Highly Commended: The second award winning entry from Marie-José Van Hee Architecten, this home in Opwijk carries an unusual and understated sophistication
A house for a child psychiatrist sounds like something that Otto Silenus, the terrifyingly austere Modernist in Waugh’s Decline and Fall, might cherish as a dream project, but this psychiatric practice-cum-home in Opwijk, near Brussels, is disarmingly approachable − at least materially. The red pitched roof, shallow red bricks laid with contrasting mortar, and the windows of the facade looking on to the square have the diagrammatic quality of a child’s drawing: this is unmistakably a home. But there is something unnerving about the fenestration.
One upper window cantilevers out, bug-eyed, into the street, while the house seems to have been blinded in its other eye (in fact this deep recess is a little terrace, affording light yet privacy to a bathroom). The window on the ground floor grimaces, only half-flush with the wall.

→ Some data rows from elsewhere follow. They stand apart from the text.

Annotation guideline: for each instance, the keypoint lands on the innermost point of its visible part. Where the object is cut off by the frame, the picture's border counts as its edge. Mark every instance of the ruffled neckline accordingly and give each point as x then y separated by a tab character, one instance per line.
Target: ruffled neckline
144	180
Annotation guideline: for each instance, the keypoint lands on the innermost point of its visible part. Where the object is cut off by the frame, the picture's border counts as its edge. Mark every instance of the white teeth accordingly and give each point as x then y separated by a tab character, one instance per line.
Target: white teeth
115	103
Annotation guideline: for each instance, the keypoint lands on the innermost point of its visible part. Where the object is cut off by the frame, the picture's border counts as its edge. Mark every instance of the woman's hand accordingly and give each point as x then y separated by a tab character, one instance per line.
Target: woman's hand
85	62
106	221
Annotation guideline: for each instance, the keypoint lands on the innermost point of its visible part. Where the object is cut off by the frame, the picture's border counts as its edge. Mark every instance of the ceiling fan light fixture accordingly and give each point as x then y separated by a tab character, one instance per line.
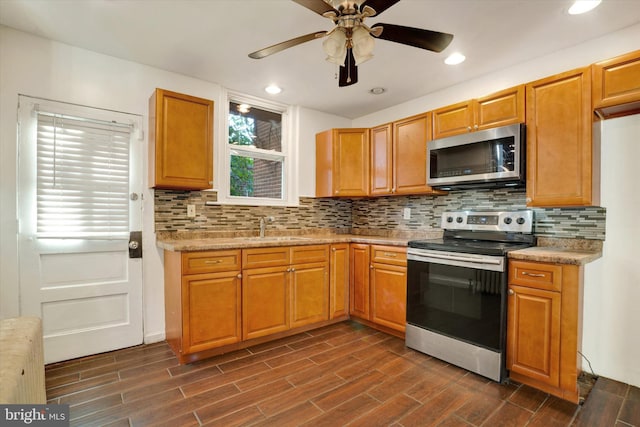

Beyond this slightly uncanny facade lies a series of spaces, both semi-public and private, inserted with great ingenuity into the awkward site. Near the street on the ground floor are the waiting room, office and clinic, accessed by a public door under the sheltering garage roof. Above these are the family’s bedrooms and bathrooms.
Meanwhile at the back of the garage, another door takes family members to the one-storey living areas at the rear, separated from the practice by a courtyard so as not to disturb the young patients. The living room and kitchen are located back here, beneath an outsized chimney proclaiming domestic warmth.
Throughout the building, cool, calm and well-crafted materials enhance the thoughtfully apportioned spaces to create a house of unusual and understated sophistication.